Arlette, jeune Parisienne, s’ennuie dans cette petite ville de province. En furetant dans la maison, elle trouve le journal intime de Marie qui était amoureuse, des années auparavant, du professeur Ulysse Hyacinthe.
Or, le professeur vient de revenir en ville après des années d’absence. Arlette se met en tête de marier Marie et Ulysse.
Cette deuxième version du célèbre roman de Germaine Acremant est désuète, mais c’est ce qui en fait le charme, comme le charme de cette vieille maison où on entre parce que la porte est ouverte, vu que la bonne, Ernestine, « fait les cuivres de la sonnette », maison dans laquelle on vit dans des housses, où on ne va jamais au grenier parce qu’« on n’a rien à y faire » (lorsqu’Arlette y passe sa journée, on croit simplement qu’elle a disparu) et où on n’a pas fait installer l’électricité à l’étage « à cause des courts-circuits ».
Mais au-delà de ce folklore, attendrissant pour nous, il y a l’extrême solitude de ces « vieilles filles » dont on veut nous faire rire et dont, au bout d’une heure et demie, la grande Marguerite Moréno nous fait pleurer.
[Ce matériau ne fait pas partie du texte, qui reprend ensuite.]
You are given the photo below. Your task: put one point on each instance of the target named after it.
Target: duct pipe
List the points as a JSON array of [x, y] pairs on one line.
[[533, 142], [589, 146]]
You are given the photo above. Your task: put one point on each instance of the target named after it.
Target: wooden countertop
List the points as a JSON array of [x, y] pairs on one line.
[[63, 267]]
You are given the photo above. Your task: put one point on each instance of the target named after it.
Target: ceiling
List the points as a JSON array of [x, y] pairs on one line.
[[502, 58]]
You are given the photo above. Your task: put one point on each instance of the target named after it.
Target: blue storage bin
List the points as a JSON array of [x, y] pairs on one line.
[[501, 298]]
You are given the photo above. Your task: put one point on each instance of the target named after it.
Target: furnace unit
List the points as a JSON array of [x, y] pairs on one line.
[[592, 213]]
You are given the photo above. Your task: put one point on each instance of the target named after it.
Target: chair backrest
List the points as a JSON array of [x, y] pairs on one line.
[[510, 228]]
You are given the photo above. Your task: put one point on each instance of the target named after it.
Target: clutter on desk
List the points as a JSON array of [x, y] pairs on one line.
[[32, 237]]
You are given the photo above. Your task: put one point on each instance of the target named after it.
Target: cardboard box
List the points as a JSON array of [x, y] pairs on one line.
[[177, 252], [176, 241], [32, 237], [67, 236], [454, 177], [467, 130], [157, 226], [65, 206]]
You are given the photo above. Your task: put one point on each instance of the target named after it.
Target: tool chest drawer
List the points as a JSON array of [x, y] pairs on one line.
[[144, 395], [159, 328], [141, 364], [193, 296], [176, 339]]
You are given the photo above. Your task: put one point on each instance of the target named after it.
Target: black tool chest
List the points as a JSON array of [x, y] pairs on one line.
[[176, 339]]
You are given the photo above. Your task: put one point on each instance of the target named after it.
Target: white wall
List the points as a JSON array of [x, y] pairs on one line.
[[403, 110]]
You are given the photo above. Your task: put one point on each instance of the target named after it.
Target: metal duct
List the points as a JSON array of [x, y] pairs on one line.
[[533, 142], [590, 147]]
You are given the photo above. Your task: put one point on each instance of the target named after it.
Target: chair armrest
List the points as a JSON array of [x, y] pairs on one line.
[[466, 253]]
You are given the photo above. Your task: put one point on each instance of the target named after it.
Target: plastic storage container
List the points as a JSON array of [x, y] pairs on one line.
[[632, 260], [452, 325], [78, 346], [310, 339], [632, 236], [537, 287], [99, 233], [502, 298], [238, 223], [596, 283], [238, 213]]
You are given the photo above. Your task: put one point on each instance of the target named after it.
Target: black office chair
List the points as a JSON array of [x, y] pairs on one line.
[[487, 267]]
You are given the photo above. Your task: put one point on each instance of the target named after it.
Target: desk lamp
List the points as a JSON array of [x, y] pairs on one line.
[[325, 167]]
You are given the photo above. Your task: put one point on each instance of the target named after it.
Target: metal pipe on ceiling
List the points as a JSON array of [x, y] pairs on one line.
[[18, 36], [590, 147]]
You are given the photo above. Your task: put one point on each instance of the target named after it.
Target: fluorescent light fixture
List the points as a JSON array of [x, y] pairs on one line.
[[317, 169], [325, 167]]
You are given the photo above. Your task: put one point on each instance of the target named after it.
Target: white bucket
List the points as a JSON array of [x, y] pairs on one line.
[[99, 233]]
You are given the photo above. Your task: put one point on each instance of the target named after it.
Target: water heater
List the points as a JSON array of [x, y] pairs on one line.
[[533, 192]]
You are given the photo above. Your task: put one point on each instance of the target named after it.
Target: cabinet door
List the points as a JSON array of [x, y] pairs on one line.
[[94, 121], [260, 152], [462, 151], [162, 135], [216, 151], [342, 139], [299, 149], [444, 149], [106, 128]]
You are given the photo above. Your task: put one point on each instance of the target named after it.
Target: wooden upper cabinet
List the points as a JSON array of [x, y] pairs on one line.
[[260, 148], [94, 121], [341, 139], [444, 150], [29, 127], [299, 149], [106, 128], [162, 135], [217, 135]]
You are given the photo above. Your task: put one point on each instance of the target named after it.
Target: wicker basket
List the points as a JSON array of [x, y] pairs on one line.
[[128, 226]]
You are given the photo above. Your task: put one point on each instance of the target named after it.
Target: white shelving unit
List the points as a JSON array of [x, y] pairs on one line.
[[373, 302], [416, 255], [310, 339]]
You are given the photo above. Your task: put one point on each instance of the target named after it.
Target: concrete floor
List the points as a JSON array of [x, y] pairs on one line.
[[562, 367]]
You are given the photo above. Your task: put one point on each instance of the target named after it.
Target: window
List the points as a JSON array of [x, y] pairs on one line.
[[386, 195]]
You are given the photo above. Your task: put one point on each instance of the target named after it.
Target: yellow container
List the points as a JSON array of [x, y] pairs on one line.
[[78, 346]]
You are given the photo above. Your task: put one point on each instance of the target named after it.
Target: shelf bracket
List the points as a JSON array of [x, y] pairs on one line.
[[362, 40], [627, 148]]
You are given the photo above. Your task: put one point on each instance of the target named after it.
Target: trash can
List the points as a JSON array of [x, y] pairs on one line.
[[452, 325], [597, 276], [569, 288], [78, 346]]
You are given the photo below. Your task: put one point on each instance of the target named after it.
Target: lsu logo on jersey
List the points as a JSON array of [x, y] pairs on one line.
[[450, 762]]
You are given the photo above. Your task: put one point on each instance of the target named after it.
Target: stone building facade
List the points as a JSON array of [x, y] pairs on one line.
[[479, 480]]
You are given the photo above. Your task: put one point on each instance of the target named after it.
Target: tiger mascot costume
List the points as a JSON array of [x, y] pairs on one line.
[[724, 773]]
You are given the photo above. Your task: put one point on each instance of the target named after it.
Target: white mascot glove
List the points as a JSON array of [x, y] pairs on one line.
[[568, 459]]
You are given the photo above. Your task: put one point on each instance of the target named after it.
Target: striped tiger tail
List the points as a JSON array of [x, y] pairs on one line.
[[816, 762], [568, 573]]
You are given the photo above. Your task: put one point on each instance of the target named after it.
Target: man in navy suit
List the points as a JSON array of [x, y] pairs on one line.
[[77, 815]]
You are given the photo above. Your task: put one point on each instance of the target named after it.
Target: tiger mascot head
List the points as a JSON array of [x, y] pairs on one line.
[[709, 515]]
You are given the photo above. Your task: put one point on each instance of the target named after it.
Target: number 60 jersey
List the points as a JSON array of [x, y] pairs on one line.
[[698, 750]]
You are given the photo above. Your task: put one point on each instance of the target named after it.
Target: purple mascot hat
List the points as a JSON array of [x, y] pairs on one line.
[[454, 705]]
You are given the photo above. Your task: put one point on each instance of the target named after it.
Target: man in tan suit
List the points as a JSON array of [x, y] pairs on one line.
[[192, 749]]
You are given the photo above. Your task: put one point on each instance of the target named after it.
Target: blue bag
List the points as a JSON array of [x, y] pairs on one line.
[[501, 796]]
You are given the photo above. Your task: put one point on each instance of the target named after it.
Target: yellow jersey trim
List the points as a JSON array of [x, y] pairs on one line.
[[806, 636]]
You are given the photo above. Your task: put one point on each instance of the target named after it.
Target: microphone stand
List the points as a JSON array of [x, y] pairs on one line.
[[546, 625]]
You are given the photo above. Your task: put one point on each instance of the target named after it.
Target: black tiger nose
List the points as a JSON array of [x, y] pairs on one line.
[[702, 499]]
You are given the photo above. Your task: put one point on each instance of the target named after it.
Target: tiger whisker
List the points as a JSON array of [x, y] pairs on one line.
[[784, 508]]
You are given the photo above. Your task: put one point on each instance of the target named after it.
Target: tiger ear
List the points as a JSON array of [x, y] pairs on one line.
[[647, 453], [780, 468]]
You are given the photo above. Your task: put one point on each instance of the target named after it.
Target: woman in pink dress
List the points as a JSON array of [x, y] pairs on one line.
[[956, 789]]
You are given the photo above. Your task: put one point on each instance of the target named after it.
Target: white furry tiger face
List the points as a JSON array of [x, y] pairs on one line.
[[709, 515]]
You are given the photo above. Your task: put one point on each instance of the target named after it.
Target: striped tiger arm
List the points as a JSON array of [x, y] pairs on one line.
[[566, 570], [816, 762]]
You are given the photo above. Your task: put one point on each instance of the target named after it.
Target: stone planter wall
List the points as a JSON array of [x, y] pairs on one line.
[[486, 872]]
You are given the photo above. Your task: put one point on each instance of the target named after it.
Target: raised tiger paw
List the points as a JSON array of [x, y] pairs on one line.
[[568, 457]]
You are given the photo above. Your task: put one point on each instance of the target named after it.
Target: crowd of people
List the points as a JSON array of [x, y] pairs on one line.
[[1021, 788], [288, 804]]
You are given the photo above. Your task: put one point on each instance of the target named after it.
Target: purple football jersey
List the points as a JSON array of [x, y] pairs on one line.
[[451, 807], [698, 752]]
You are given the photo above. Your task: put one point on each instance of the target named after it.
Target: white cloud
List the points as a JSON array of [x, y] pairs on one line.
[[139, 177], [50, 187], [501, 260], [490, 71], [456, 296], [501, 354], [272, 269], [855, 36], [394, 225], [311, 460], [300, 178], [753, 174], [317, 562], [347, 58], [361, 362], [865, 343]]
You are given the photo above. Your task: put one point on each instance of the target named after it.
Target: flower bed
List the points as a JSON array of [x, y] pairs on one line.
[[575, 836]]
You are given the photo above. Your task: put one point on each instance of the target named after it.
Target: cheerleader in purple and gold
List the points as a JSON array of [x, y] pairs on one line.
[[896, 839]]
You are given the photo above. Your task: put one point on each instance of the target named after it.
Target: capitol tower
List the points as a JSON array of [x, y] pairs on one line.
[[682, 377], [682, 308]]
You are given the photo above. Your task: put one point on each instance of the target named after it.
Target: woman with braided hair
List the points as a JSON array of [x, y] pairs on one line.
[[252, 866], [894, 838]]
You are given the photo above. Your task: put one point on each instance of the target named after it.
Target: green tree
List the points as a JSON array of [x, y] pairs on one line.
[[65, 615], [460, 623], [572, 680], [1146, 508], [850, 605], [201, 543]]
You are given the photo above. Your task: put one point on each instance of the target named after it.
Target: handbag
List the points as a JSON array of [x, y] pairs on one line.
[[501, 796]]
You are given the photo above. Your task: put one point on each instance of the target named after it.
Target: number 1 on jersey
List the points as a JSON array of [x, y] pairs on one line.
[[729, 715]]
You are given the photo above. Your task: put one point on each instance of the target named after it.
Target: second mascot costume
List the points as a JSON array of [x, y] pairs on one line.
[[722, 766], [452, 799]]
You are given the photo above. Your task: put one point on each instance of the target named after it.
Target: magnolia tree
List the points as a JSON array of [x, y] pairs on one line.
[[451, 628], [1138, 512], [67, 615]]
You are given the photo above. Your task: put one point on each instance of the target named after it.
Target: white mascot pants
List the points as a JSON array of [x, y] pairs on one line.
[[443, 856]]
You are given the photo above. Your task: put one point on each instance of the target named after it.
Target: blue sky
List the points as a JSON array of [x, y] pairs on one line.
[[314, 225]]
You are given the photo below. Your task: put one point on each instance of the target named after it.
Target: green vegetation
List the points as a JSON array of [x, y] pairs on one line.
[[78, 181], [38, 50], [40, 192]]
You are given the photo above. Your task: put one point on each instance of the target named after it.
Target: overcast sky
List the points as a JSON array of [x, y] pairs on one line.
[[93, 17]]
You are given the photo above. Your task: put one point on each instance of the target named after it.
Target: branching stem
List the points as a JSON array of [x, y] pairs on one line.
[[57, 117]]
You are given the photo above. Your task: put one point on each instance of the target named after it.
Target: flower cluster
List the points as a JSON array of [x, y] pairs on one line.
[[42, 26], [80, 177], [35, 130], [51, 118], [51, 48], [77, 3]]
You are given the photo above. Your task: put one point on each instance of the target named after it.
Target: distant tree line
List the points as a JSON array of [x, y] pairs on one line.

La grande scène de Telcide est un splendide morceau de bravoure, le seul moment qui n’ait pas vieilli, car même si les grenouilles de bénitier et autres punaises de sacristie semblent appartenir à un autre âge, la solitude est toujours cette aberration, ce handicap dont on rit parce qu’il fait peur, plus qu’une bosse dans le dos ou qu’un pied bot.
Dans cette scène, à juste titre fameuse du roman de Germaine Acremant, Telcide explique toutes les raisons qui ont fait d’elle une « vieille fille » avec « tout ce que ces deux mots expriment de rancœur et de désillusion ». Et toutes ces raisons cités comme autant de cas divers, on sent qu’elle les a toutes eues : la femme d’un seul amour qui ne l’aimait pas, la femme laide, la femme qui soignait ses parents malades. Et cette scène qui reste admirable, dite par une comédienne dont la vie privée s’exhibait irréprochable (bien qu’on en sache un peu plus aujourd’hui…) pour qu’on ne pût lui imputer un scandale, nous fait rentrer le rire dans la gorge.
C’est la toute première réalisation de Maurice Cloche qui bénéficie, pour l’interprétation, outre de la grande Moréno, des presque également grands Gabrielle Fontan, Mady Bery (dans un rôle trop bref), Alice Tissot et Pierre Larquey (un peu trop conventionnels, cependant). Accordons une petite mention particulière à Gabrielle Fontan, cette pauvre Rosalie qui est toujours malade, qui casse tout, qui tombe tout le temps, qui s’étouffe en buvant du champagne et qui ne peut pas marcher « à cause de ses snow-boots ». Autre mention pour Numès fils, dans le rôle de ce « crétin » d’Emile qui dit son invraisemblable quatrain pendant le repas de fiançailles.
Comme souvent dans les films de cette époque, les jeunes premiers sont plutôt nunuches. Micheline Cheirel dans le rôle d’Arlette parle carrément faux, mais elle est charmante.
On notera la musique de Germaine Taillefer qui composa peu pour le cinéma.